Comment se protéger ? « Par la prière », avoue Mireille. « Et puis j’essaie de me faire la plus discrète possible pour qu’on ne pense pas à moi. D’autres vont se tourner vers les forces occultes, mais ça finit toujours par se retourner contre eux. » « Je me sais exposé, reconnaît Richard Flash, mais quand tu vas chez un féticheur, ce même féticheur est capable de t’emprisonner, de t’utiliser pour faire briller sa propre étoile. Certains estiment qu’il faut faire confiance à Dieu, mais pour cela il faut avoir une vraie foi. Pour ma part, je fais très attention. Les proches sont les plus dangereux. J’ai plutôt peur de mes amis que de mes ennemis. Car mes ennemis ne connaissent pas mes faiblesses et ne peuvent pas m’atteindre. »
Craintes de la diaspora
« Il y a trois millions de Béninois de l’extérieur. Il y en a plein qui ne reviennent pas au pays parce qu’ils ont peur de ça. Qu’on leur nuise ou qu’on veuille les mettre à terre. Ils se disent qu’ils sont à l’abri à l’étranger, et ils ont raison. Moi si j’ai l’opportunité de partir, je pars », analyse Mireille. « La solution idoine contre la béninoiserie est de vivre caché. La diaspora béninoise dispose d’un énorme potentiel économique pour développer le pays, mais personne ne le fait à cause justement de cette méfiance qu’elle entretient à l’égard des siens », poursuit Sessi.
La béninoiserie n’est pas un phénomène exclusivement national. Il s’exporte à travers la diaspora. « A l’extérieur, un Béninois en poste qui voit arriver un autre Béninois le verra comme un élément gênant qu’il faut éliminer. Il n’hésitera pas à médire de lui, à le disqualifier auprès de la hiérarchie, même si c’est un bon élément. Ici comme ailleurs, la béninoiserie entraîne la promotion des médiocres », commente Sessi, qui affirme se moquer de tout ça et être prêt à dénoncer ouvertement ce problème. « Qu’on me laisse avancer, c’est tout ! »
Aucun membre de la classe politique n’a, jusque-là, jeté un pavé dans la marre.

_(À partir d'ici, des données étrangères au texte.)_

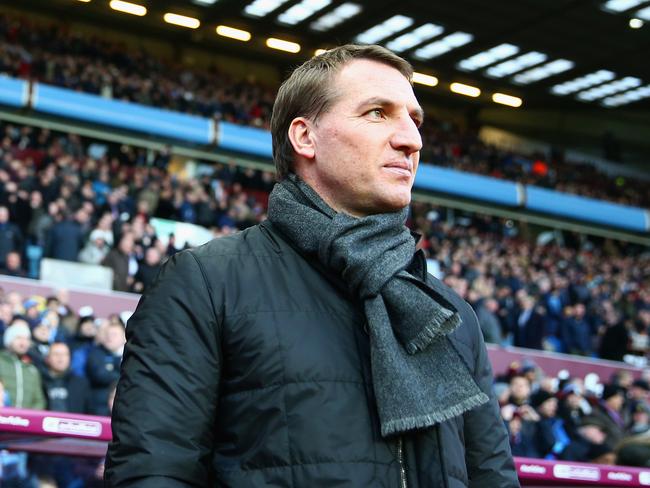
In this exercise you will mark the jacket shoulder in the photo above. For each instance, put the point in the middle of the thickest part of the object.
(252, 241)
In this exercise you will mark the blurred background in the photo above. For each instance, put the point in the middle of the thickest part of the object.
(132, 130)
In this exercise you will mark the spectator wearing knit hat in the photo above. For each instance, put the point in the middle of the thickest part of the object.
(551, 438)
(21, 379)
(609, 412)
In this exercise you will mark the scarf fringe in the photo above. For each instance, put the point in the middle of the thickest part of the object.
(432, 332)
(391, 427)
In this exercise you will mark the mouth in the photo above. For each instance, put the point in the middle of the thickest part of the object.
(401, 168)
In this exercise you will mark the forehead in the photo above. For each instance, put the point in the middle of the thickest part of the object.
(364, 79)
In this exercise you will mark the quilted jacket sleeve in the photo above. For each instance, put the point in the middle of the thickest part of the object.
(165, 407)
(487, 450)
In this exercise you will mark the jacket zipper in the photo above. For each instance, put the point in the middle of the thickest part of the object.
(402, 466)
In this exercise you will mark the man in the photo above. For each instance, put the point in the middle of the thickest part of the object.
(103, 366)
(11, 239)
(312, 350)
(21, 379)
(65, 391)
(122, 262)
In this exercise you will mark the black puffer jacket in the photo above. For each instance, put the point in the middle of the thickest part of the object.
(246, 366)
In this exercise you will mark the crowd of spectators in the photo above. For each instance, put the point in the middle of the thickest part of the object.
(576, 419)
(584, 297)
(53, 357)
(58, 202)
(57, 55)
(581, 296)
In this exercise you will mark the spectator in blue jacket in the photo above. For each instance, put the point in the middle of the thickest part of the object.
(103, 367)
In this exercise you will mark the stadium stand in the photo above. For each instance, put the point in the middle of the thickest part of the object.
(72, 198)
(52, 55)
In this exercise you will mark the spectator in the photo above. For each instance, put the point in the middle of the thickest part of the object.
(122, 262)
(576, 331)
(65, 239)
(486, 314)
(13, 265)
(148, 270)
(529, 330)
(64, 390)
(84, 341)
(96, 249)
(103, 367)
(551, 438)
(609, 412)
(11, 238)
(21, 380)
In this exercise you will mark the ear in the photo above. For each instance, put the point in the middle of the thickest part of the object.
(301, 137)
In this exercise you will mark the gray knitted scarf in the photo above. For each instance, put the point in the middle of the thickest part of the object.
(418, 377)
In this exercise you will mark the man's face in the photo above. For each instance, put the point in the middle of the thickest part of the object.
(20, 345)
(58, 359)
(367, 145)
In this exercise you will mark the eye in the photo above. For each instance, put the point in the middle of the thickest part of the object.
(376, 113)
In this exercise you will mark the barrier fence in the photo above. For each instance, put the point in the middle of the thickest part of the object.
(57, 433)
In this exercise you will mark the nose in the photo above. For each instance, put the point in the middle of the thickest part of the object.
(406, 137)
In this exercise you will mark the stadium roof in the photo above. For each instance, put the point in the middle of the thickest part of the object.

Les initiatives d’Etat entreprises pour courtiser la diaspora et sa puissance économique n’ont absolument pas pris en compte un élément qui paraît pourtant central dans la culture du pays. Les racines de la désaffection des Béninois de l’extérieur à l’égard de leur patrie se cachent sans doute en partie dans cette béninoiserie que les décideurs semblent négliger. Rétablir la confiance entre tous les enfants du Bénin est un travail de longue haleine nécessaire pour bâtir le socle d’une nation unie et prospère. A chacun donc de balayer devant sa porte et de faire un pas vers l’autre.